Trapped in a lie. Saying a cruel word with the victim standing within earshot. Who of us doesn’t know that flood of shame, the creep of embarrassment, the panicked hope that the floor might swallow us up rather than have to face up to our own unfaithfulness.

I wonder how often Peter remembered that moment in the courtyard with Jesus’ eyes upon him. I wonder how often Peter remembered the forgiveness Jesus extended to him personally a few days later (see John 21). How much of that failure and forgiveness informed the grace he was equipped to extend to others?

Forgiveness—in its offering and its acceptance—is hard work. Forgiveness takes practice. “Forgive us our debts, as we also have forgiven our debtors” isn’t as simple as all that (Matt. 6:12).
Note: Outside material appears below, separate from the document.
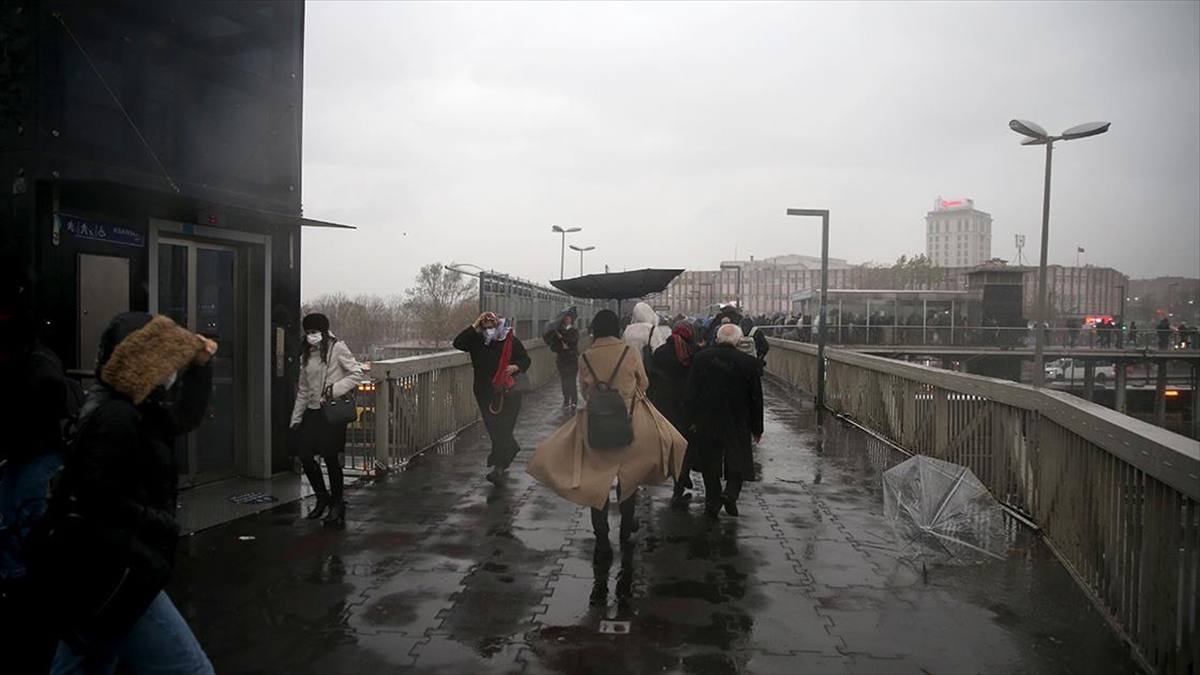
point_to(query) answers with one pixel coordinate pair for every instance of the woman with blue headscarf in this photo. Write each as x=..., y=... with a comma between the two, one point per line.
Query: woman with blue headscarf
x=496, y=357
The Heidelberg Catechism clarifies it this way: “forgive us just as we are fully determined, as evidence of your grace in us, to forgive our neighbors” (A. 125).

So, when we gather in worship, we make time and space for confession of sin and assurance of God’s pardon. It takes practice to own our failure and trust in God’s grace. This practice readies us to ask forgiveness of others and extend the grace of God to those who have hurt us, so that we may be “fully determined” in the hard work of forgiveness.

—Meg Jenista

Crucified Lord, you went to the cross to provide our forgiveness. Give us strength of heart and mind and will to forgive others as you have forgiven us. Amen.